- Born: 7 December 1904 County Dublin, Ireland
- Died: 15 May 1987 (aged 82) County Clare Ireland
- Occupations: Journalist, folklorist, translator
- Writing career
- Period: Modernist
- Subject: Irish mythology
- Notable work: The Festival of Lughnasa

= Máire MacNeill =

Irish folklorist and writer

Máire MacNeill (7 December 1904 - 15 May 1987) was an Irish journalist, folklorist and translator. She is best known for her magisterial study of the Irish harvest festival, The Festival of Lughnasa (1962, 1983).

==Biography==
She was born at Portmarnock, County Dublin, the second daughter of historian and political figure Eoin MacNeill and Agnes Moore.
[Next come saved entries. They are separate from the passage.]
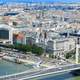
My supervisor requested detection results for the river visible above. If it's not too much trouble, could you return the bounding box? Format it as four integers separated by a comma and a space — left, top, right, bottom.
32, 71, 80, 80
0, 60, 80, 80
0, 59, 33, 76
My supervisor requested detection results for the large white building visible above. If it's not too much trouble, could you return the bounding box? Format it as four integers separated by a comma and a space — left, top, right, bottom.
46, 37, 76, 55
0, 24, 13, 44
0, 24, 27, 44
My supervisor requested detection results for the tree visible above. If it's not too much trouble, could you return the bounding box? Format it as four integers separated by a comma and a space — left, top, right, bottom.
13, 22, 17, 26
31, 44, 43, 56
21, 45, 32, 53
49, 54, 54, 58
3, 44, 43, 56
65, 50, 76, 59
0, 48, 1, 52
7, 45, 14, 49
65, 52, 72, 59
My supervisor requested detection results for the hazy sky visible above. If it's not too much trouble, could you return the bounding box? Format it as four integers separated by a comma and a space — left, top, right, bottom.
0, 0, 80, 3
After the family moved into the city she attended Muckross Park school. She received her BA in Celtic Studies from University College Dublin in 1925. From 1927 to 1932, she worked as a journalist and then as sub-editor on the Cumann na nGaedheal newspaper, The Star. She also assisted her father with his memoirs.

In 1935, Séamus Ó Duilearga invited her to work for the newly founded Irish Folklore Commission as office manager. She trained in folklore methods at Uppsala University, Sweden, before starting research on the Lughnasadh festival. She examined the 195 sites associated with the festival, the best-known of which is the Croagh Patrick pilgrimage, and also includes other sites such as Máméan.

MacNeill left the Folklore Commission in 1949 to go to Boston where she married poet John L. Sweeney. Her Lughnasa study was published in 1962, for which she received her doctorate. She re-settled in Ireland in 1967 and engaged in a number of translations from the Irish. She died at her home in Corofin, County Clare.

She bequeathed two cubist paintings by Picasso and Juan Gris to the National Gallery of Ireland (Dublin).